About 20 minutes by foot from Manger Street is the massive security wall, which abuts the city limits. It has looming Israeli pillbox guard towers watching over the streets below, but the wall itself is a large open museum of street art. Take some time to look over the fantastically varied graffiti here, which ranges from ugly, crudely-painted slogans to superb, sophisticated political murals. Evocative, stirring pieces from the famed street artist Bansky are a particular highlight.

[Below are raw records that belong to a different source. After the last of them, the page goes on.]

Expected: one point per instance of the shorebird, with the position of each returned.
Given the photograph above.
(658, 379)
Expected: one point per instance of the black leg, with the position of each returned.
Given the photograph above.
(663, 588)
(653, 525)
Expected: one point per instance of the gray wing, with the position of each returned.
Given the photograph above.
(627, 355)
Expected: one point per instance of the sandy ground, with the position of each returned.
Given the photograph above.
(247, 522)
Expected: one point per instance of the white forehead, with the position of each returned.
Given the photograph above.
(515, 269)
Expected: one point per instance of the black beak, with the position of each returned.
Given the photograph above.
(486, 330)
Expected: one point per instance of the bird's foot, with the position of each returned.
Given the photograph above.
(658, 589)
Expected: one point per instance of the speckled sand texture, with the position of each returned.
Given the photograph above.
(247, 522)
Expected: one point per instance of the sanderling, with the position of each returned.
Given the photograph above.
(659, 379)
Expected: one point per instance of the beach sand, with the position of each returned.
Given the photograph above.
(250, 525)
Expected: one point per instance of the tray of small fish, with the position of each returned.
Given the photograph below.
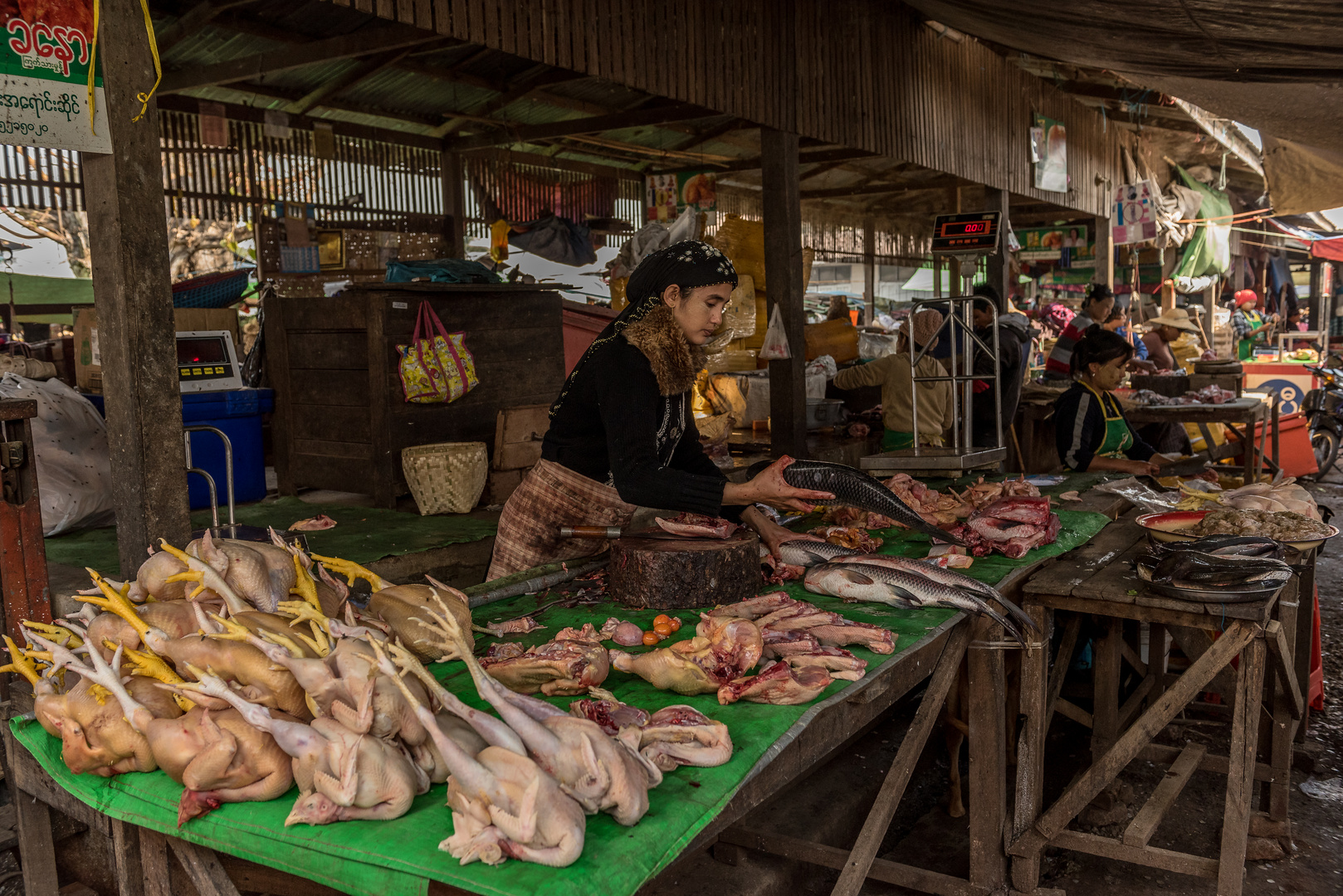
(1219, 568)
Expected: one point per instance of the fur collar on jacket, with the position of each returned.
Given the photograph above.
(676, 363)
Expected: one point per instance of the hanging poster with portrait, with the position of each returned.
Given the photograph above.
(669, 195)
(1049, 155)
(45, 78)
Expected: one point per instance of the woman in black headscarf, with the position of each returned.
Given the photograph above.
(622, 434)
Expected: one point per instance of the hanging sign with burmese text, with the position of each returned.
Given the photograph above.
(45, 77)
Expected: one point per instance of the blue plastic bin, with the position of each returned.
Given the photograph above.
(238, 414)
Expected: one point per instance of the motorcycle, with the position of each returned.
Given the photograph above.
(1323, 410)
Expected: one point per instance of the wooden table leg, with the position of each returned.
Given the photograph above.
(911, 747)
(1284, 727)
(1030, 748)
(37, 848)
(1106, 666)
(1240, 778)
(988, 758)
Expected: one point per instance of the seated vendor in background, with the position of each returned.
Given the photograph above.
(892, 375)
(1163, 331)
(1091, 430)
(622, 434)
(1096, 309)
(1251, 328)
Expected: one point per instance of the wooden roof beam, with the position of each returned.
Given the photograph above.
(588, 125)
(295, 56)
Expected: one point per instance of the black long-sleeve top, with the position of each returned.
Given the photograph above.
(1080, 427)
(614, 426)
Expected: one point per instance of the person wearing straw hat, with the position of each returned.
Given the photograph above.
(892, 375)
(1162, 331)
(622, 434)
(1249, 325)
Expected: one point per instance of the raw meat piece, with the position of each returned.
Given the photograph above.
(778, 684)
(697, 525)
(1021, 509)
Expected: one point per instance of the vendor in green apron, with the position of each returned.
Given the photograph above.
(892, 375)
(1249, 325)
(1090, 426)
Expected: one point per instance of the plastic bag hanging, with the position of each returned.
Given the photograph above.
(775, 347)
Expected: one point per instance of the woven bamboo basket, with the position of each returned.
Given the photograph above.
(447, 477)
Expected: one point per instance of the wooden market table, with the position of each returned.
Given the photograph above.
(1245, 412)
(1099, 581)
(823, 731)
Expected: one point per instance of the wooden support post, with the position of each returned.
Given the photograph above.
(911, 747)
(999, 266)
(1132, 742)
(1030, 747)
(1104, 253)
(128, 234)
(988, 757)
(1150, 816)
(37, 848)
(126, 861)
(454, 204)
(869, 271)
(784, 289)
(1106, 685)
(1240, 778)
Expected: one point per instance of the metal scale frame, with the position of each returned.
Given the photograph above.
(967, 238)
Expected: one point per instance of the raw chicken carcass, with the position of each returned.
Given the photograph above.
(778, 684)
(341, 776)
(697, 525)
(504, 805)
(682, 735)
(217, 755)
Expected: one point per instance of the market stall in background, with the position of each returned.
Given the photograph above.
(332, 271)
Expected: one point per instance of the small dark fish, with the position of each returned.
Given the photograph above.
(1247, 546)
(808, 553)
(856, 489)
(897, 589)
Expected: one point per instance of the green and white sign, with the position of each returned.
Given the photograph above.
(45, 77)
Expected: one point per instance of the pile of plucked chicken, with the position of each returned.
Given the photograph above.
(242, 668)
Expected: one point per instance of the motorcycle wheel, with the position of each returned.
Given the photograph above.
(1326, 445)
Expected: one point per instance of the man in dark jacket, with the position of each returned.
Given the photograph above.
(1013, 355)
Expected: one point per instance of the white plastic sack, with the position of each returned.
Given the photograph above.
(775, 340)
(70, 442)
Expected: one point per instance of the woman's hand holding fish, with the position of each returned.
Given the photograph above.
(769, 488)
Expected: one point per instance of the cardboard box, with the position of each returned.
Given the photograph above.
(89, 359)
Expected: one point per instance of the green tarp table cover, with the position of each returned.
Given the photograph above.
(399, 857)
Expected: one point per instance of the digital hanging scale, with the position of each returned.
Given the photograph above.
(207, 362)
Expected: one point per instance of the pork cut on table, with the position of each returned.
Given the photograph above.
(697, 525)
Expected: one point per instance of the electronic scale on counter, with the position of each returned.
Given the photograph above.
(207, 362)
(967, 238)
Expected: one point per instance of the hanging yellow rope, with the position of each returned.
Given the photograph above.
(93, 60)
(154, 51)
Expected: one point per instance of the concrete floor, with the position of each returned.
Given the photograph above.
(830, 805)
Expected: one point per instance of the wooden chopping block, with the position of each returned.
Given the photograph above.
(669, 574)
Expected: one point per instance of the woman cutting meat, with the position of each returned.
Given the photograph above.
(622, 434)
(1090, 426)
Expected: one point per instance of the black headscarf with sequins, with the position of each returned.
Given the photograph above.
(688, 265)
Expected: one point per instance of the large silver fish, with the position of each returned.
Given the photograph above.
(856, 489)
(899, 589)
(949, 578)
(803, 553)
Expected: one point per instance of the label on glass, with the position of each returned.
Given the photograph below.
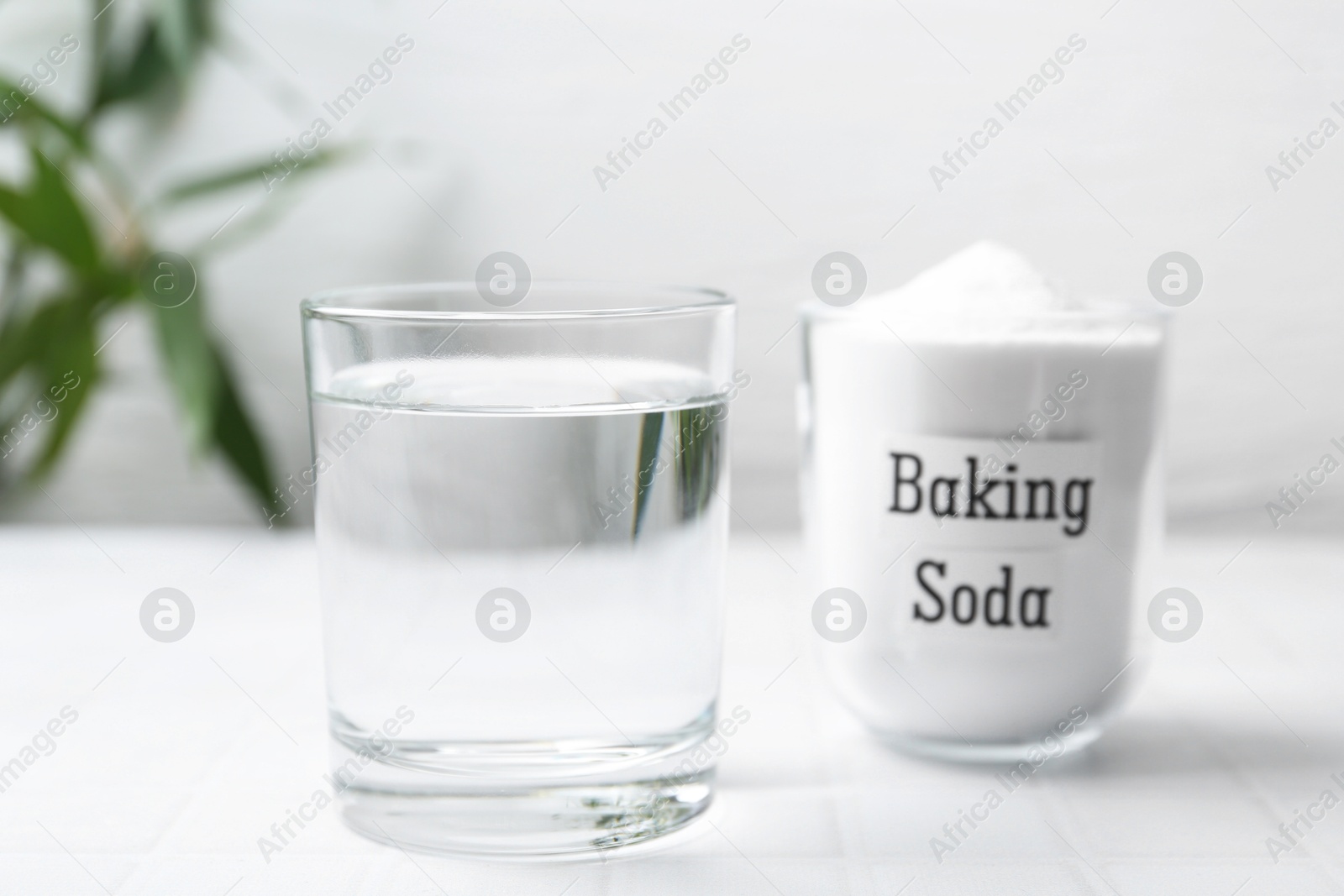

Bethlehem is a small, safe city, known to be a tourist-friendly haven in an otherwise fraught region. If you're interested in combining your tour there with a deeper exploration of Palestinian life under political control, there are several organizations that offer guided tours of the borderlands of Bethlehem, focusing on human rights violations and day-to-day struggles of Palestinian West Bank residents.
Regardless of whether you stay in Bethlehem or venture beyond, remember that despite the fact that the area is safe and the people are friendly, it's a good idea to refrain from speaking Hebrew or showing Zionist sympathies.
You will need your passport to enter Israel on your way back, so don’t forget it.